Die erste Halbzeit des Top-Spiels der Gruppe C zwischen Japan und Spanien schaut die Nati zusammen in ihrem Hotel in Dunedin an. Und sie ist beeindruckt. «Wow», sagt Ana-Maria Crnogorcevic (32). Assistent Selver Hodzic (44) spricht davon, dass sie sich zur Pause ein Lachen nicht hätten verkneifen können. Denn was sie sehen, überrascht doch. Spanien wird von Japan nach allen Regeln der Kunst zerlegt und ist chancenlos, womit die Nati am Samstag in Auckland – entgegen der Erwartungen der meisten – auf die Nummer 6 der Fifa-Weltrangliste trifft. Doch wer ist dieser Gegner und wie ist er zu knacken?
Ausgangslage
Im letzten September sorgt «La Roja» für Schlagzeilen, als nach erfolgreicher WM-Quali nicht weniger als 15 Spielerinnen in den Streik treten. Sie äussern Bedenken hinsichtlich der Trainingsmethoden und Massnahmen von Cheftrainer Jorge Vilda, der laut den Spielerinnen ein Umfeld von Stress und Angst geschaffen hätte. Doch der Verband lässt sich nicht erpressen, das Team zeigt auch ohne die Abtrünnigen gute Leistungen und schlägt unter anderen in einem Testspiel die USA.
Das Team
Vor der WM kehren einige der Abtrünnigen zurück, mit Mapi Leon, Patricia Guijarro and Sandra Paños vom FC Barcelona fehlen allerdings weiterhin drei potenziell wichtige Spielerinnen in Neuseeland.

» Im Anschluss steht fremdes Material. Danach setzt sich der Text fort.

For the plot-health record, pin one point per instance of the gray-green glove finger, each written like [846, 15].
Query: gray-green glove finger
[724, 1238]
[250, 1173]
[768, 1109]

Noch immer sind aber neun Spielerinnen des Champions-League-Siegers im Kader. Sie alle sind Teamkolleginnen von Crnogorcevic. «Ein paar sind mittlerweile richtig gute Freundinnen von mir», so die Rekord-Natispielerin. «Lieber hätte ich sie aber etwas später im Turnier gesehen.»
Historie
Spanien nimmt erst zum dritten Mal an einer WM teil. Ihre Premiere feiern die Spanierinnen 2015 in Kanada, wo sie mit nur einem Punkt aus drei Spielen sang- und klanglos ausscheiden. Bereits damals mit dabei sind Alexia Putellas und Jennifer Hermoso. Danach übernimmt Vilda, der kürzlich sein 100. Spiel der Nati coacht. 2019 scheitern die Ibererinnen im Achtelfinal an den späteren Weltmeisterinnen aus den USA. An der EM im letzten Sommer unterliegen sie dem späteren Europameister England in den Viertelfinals erst in der Verlängerung.
Stärken
Mit Alexia Putellas (29) stellt Spanien die zweifache Weltfussballerin des Jahres. Mit Aitana Bonmati (25) die wohl stärkste Spielerin der vergangenen Champions-League-Saison. Der FC Barcelona ist das Nonplusultra in Europa, gewann zwei der letzten drei Austragungen der Königsklasse. «Es ist nur eine Frage der Zeit, bis auch Spanien etwas gewinnt», sagt Lia Wälti (30). «Es ist eine extrem spielstarke Mannschaft, gegen die es schwierig ist, an den Ball zu kommen.»
Schwächen
Japan hat gezeigt, wie die Spanierinnen zu knacken sind: mit einer sehr guten Defensive und gnadenloser Effizienz in der Offensive. «Das war mal eine Ansage Japans», sagt Crnogorcevic. «Im Umschaltspiel haben sie es brutal gut ausgespielt. Spielen wir so, haben wir sicherlich eine Chance.» Hinzu kommt, dass Putellas nach ihrem vor einem Jahr erlittenen Kreuzbandriss noch nicht wieder in Topform ist. Und: Die klare Pleite gegen Japan wird ihre Spuren hinterlassen.
Chancen
Die Nati-Cracks sind sich einig: Spanien geht als Favorit in die Partie. «Aber es ist ein Spiel, in dem alles passieren kann», sagt Crnogorcevic. Trainerin Inka Grings ist überzeugt, dass die Art und Weise, wie Spanien spielt, der Nati durchaus entgegenkommen könnte. «Wenn wir den Ball haben und nicht nur hinterherlaufen, dann kann das schon interessant werden für uns», so die Deutsche. Das Turnier zeige, dass viele Nationen Probleme bekämen, wenn man diszipliniert spiele. «Wir gehen mit breiter Brust in das Spiel und wollen es gewinnen.» Voraussetzung dafür ist: Die Nati spielt die sich ihnen bietenden Umschaltmomente besser aus und ist vor dem Tor effizient.